Nov. 2018 Advocate: Workload Committee making slow progress

WORKLOAD COMMITTEE REPORT

District Workload Committee making slow progress

By Anne Stafford, AFT Rep. to the District Workload Committee

The District Workload Committee continues to make progress, albeit slowly due to the scheduling challenges of getting six faculty and three administrators in the same room at the same time.

As you know, our first step was to survey full-time faculty about all of the non-teaching work we do. The survey confirmed that increasingly heavy workloads are not figments of our imagination. The survey data show that, on average, full-time faculty are devoting more than eight hours per week to non-teaching duties, not including attendance at department, division, and committee meetings, or time spent on full-time and adjunct hiring. According to the written responses, faculty are frustrated by the overall workload, by the inequitable distribution of the work, by the amount of time we spend on SLO’s (widely viewed as pointless), and by the work created, rather than eliminated, by technology. Faculty repeatedly lamented the shrinking amount of time they are able to spend directly meeting the needs of students as a result of the increasing amount of time they must spend on administrative tasks, a problem that is particularly acute for those who are the only full-time faculty member in their department or program.

The committee’s next task is to draft a proposal for reducing overall workload, compensating –through reassigned time and/or overload pay – faculty who work more than is considered “reasonable” (a term yet to be defined), and distributing the work more equitably.
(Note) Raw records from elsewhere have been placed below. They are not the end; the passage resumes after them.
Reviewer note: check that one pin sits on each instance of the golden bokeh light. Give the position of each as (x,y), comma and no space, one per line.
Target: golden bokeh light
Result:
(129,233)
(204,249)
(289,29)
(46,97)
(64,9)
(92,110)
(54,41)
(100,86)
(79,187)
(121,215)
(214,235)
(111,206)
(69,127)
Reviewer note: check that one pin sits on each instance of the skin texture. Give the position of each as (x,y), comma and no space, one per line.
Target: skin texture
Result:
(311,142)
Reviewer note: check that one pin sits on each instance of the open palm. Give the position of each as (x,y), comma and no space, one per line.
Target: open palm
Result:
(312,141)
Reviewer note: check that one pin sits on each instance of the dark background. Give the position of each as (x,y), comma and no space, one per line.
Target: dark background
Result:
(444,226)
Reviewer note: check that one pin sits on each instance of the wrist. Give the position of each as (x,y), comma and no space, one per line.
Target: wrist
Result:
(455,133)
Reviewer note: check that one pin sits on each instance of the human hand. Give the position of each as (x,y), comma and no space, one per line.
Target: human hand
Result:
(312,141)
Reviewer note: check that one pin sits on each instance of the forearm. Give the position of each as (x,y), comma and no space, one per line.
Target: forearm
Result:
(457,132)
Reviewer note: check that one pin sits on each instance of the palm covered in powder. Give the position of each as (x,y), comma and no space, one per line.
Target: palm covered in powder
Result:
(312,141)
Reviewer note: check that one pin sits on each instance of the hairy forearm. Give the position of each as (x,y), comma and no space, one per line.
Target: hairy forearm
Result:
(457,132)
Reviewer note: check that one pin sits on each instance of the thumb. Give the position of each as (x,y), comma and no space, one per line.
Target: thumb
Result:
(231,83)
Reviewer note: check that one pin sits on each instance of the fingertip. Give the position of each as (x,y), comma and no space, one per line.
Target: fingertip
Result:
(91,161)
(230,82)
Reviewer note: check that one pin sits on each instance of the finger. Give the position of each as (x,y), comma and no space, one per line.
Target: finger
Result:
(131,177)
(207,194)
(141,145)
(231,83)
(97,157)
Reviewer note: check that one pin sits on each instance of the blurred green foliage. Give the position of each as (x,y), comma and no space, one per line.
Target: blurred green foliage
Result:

Finally, the Committee has requested that the Board of Trustees and administrators review the survey data, read all 28 pages of written responses, and take up the issue at a Board study session in the near future, in order to gain a more complete understanding of the ways in which faculty’s jobs have changed over time and of the frustration many faculty feel at not being able to devote more of their time and energy to their primary responsibility – teaching students.